We wish you a Happy 4th of July. Please enjoy your event safely, at a social distance, and wearing masks. Unless you are 70 +, then you just stay at home.

That was the message yesterday in the state of Massachusetts. Phase 3 opens on Monday, July 6th and I’m not invited to that reopening phase either.

I do not qualify for invitations to emerge from my bunker until Phase 4 and that appears to be as soon or as delayed as it takes for a vaccine to arrive.

Lisa Finck, a brilliant cartoonist at The New Yorker magazine, had a wonderful animated cartoon today on her Instagram feed. Click the arrow to start the short animation.

Now, this got 10K likes, more than her usual, I think, and she is a much younger woman than I am and her following also appears to be much younger. But, she has captured the universal feeling for all anxious people during COVID19 of all ages.

We poke our foot out the door cautiously, as if it were bathwater we were testing, then we think it’s too hot and withdraw our foot and then keep trying the “test” phase. I go out once a week to the grocery store and occasional forays into small hardware or sewing store. That is the extent of it for almost four months. People all around me, some the same age, are doing much more.

Phase 3 means that museums can open and I thought, “Museums! Soon I can go back to the Museum of Fine Arts! To the Institute of Contemporary Art in Boston.

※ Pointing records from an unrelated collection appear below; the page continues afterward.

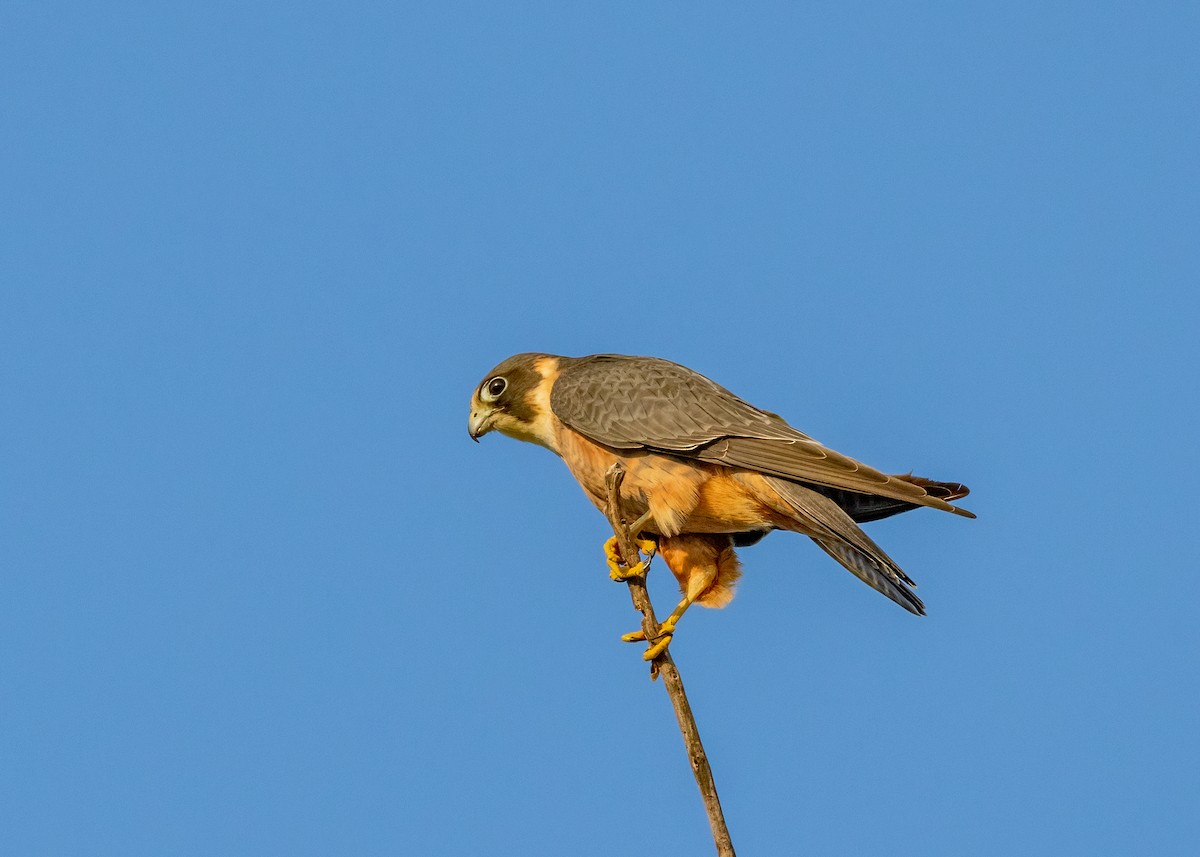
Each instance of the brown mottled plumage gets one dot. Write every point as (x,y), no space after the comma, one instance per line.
(712,469)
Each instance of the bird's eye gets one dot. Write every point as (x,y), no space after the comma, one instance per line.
(495,389)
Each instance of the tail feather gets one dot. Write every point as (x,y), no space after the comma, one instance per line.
(837,534)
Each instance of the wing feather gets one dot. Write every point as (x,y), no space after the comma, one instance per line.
(637,402)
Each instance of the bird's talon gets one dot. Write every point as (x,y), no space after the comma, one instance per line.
(623,573)
(658,648)
(612,550)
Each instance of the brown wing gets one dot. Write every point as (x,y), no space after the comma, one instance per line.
(636,402)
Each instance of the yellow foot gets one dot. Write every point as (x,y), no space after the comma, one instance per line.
(661,640)
(617,570)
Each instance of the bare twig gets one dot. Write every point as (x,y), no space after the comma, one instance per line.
(665,666)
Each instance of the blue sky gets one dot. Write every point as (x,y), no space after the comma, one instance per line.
(262,595)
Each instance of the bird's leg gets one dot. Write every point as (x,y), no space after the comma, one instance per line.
(666,630)
(617,569)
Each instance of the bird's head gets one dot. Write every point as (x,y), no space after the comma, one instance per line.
(514,400)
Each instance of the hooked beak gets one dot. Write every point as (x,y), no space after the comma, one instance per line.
(479,424)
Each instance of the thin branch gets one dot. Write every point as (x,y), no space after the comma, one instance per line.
(665,666)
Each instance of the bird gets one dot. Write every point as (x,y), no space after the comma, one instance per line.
(706,471)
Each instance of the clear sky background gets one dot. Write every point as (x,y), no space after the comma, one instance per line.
(262,595)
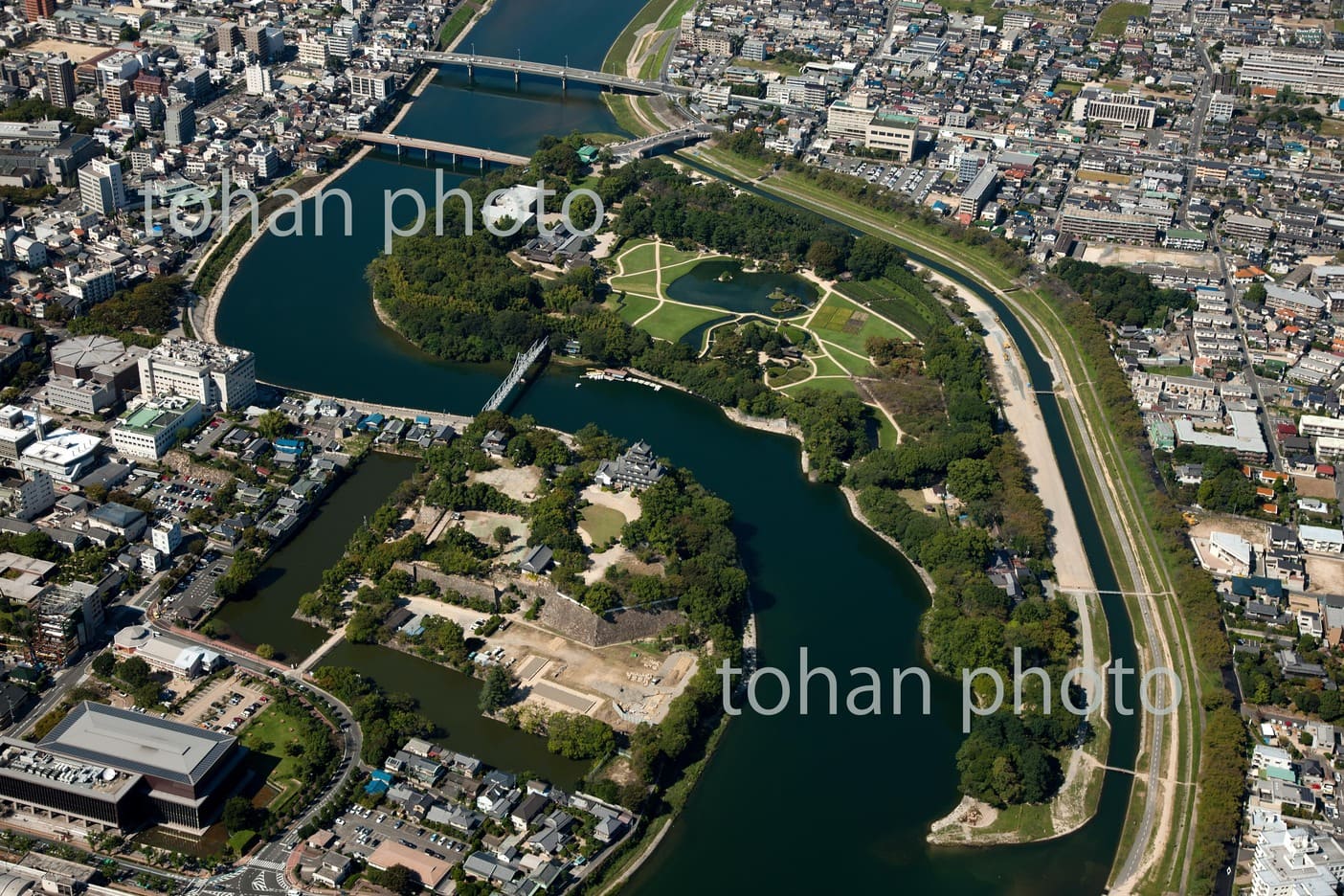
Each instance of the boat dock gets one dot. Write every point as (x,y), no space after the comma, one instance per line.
(617,375)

But, wait. I usually take the train into Boston. It’s an hour’s ride.

Ok. If I’m not invited to an outdoor 4th of July event, I bet it’s not considered wise to get on a train for an hour either for those of us 70+. Ok. I could drive in. Alone, of course, but that would not be new or different to arrive at the museum solo. I’d just have to park. Pay $20 for “valet” parking or be lucky and find a parking space. Older folks worry about such things. So, next week, I’ll put my foot out the door to think about walking to my car and driving to Boston to go to my museums.

Then, I’ll probably bring my foot back inside and close the door and try again in a week or so.

Liana Finck has a graphic memoir you might want to check out called “Passing for Human”.